CORSE-MATIN..............................................................................    

Didier-Marie Le Bihan expose au Palazzu

Inspiration très "chou"au Palazzu u Domu où Didier-Marie Le Bihan expose ses tableaux jusqu'au 15 novembre (entrée est libre).
Au programme : Peinture originale de natures mortes, "plutôt de compositions", comme il aime à le préciser à ceux qui découvrent son travail, généralement séduits par tant de luminosité et cette saisissante impression de réel. À la clé, une fenêtre ouverte sur un paysage corse "interprété" par un peintre-poète.
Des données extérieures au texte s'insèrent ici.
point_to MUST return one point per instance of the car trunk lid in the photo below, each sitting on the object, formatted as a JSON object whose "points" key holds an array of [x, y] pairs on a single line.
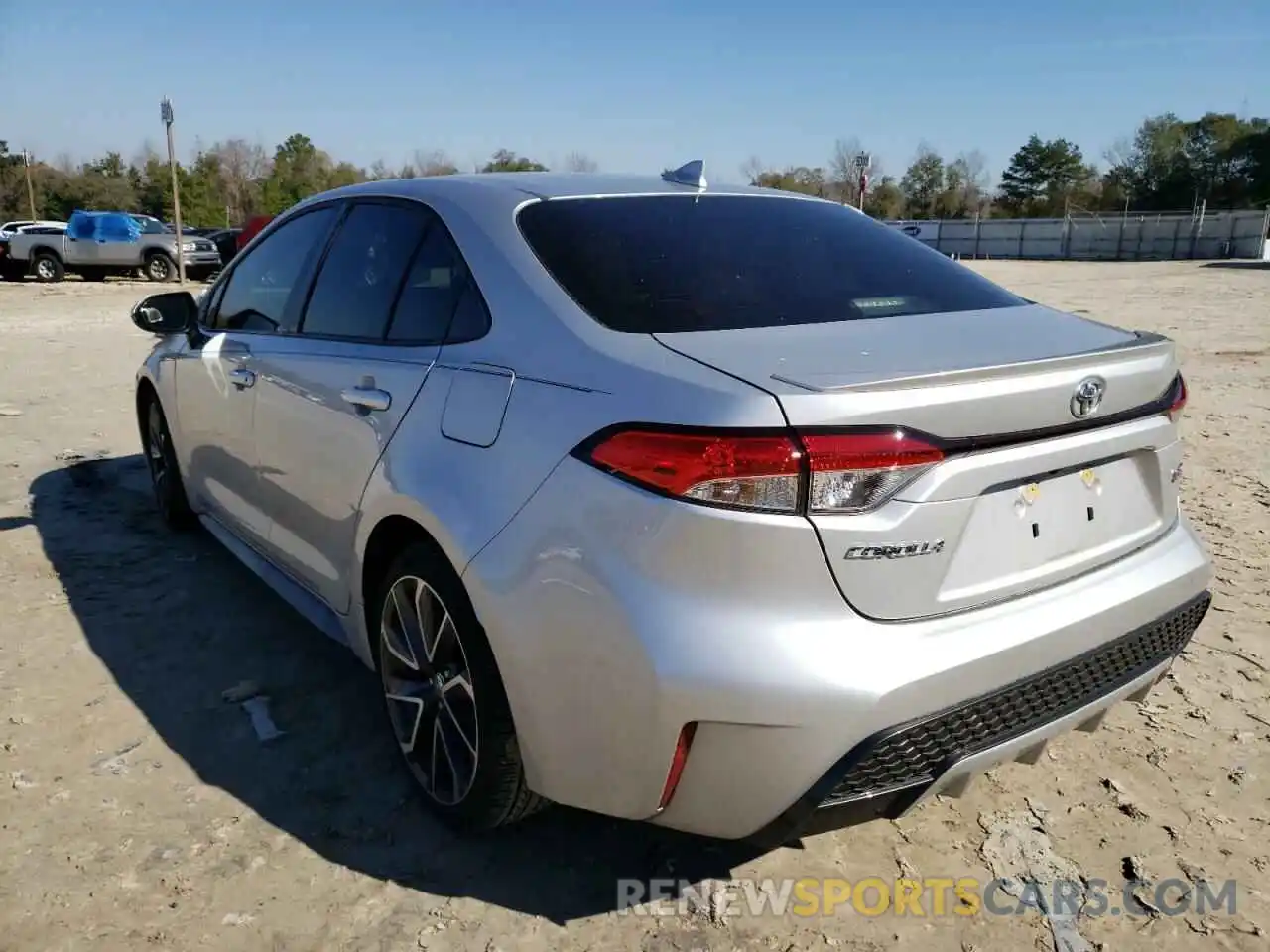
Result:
{"points": [[1029, 493]]}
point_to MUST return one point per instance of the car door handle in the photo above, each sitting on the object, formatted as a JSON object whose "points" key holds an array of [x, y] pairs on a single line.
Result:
{"points": [[367, 398], [241, 377]]}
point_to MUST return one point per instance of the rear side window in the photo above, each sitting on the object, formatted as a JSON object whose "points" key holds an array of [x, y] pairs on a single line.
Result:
{"points": [[440, 301], [667, 264], [359, 280]]}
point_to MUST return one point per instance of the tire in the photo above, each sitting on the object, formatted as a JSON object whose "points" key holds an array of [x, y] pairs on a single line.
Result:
{"points": [[159, 267], [447, 711], [164, 474], [48, 267]]}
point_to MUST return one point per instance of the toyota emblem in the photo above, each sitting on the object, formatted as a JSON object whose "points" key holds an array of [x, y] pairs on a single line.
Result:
{"points": [[1087, 397]]}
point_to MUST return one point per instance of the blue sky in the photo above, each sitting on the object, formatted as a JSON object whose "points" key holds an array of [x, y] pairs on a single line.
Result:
{"points": [[635, 85]]}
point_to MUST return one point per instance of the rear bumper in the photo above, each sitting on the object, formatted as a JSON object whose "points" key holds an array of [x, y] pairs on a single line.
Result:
{"points": [[892, 772], [619, 617]]}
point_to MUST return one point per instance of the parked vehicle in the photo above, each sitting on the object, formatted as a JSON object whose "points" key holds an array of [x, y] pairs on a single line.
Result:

Et des objets qui prennent vie, dans une association stimulant la curiosité.
L'envol de goélands majestueux ouvre les ailes de la découverte d'un univers particulier, où l'oeil reste accroché à un quotidien insolite sorti tout droit d'un imaginaire cultivé et développé dans l'île de Sein, la plus petite île bretonne où Didier-Marie Le Bihan vit hors du temps peignant des petits bijoux de natures mortes teintées de surréalisme. Le tout en utilisant la technique du clair-obscur empruntée aux peintres flamands du XVème siècle.

Question de technique

Coqueluche des amateurs d'art contemporain, cet artiste est relativement méconnu du grand public car il expose peu. Chaque année, il produit une dizaine de toiles. Ces tableaux sont vendus avant même d'être finis... De l'autre côté de l'Atlantique, une galerie de New York lui a proposé d'exposer prochainement.
C'est pourtant avec passion, disponibilité, gentillesse et simplicité que le peintre que le peintre échange à l'occasion avec les amateurs d'art et livre les clefs de son travail. De la préparation de sa toile, avec le ponçage puis la pose de plusieurs couches d'un enduit à la craie sur un croquis au crayon. L'enduit va ainsi révéler la lumière. Il s'agit de bien l'appliquer pour obtenir une luminosité exceptionnelle. Dans sa palette, 3 tubes de couleurs : un jaune de cadmium, un rouge japonais et un bleu d'outremer. Dernière étape : le glacis et son jeu d'ombres pour donner une profondeur à la toile et asseoir le sujet dans son ensemble.
Sa façon de peindre associe ainsi techniques anciennes et modernes "On peut peindre sans technique mais on atteint vite ses limites créatives, la technique vous libère et vous permet de créer sans contrainte ni blocage". C'est avec une liberté totale qu'il immortalise citrons, choux et autres potimarrons dans des compositions originales et flamboyantes qui ravissent nécessairement l'oeil gourmand.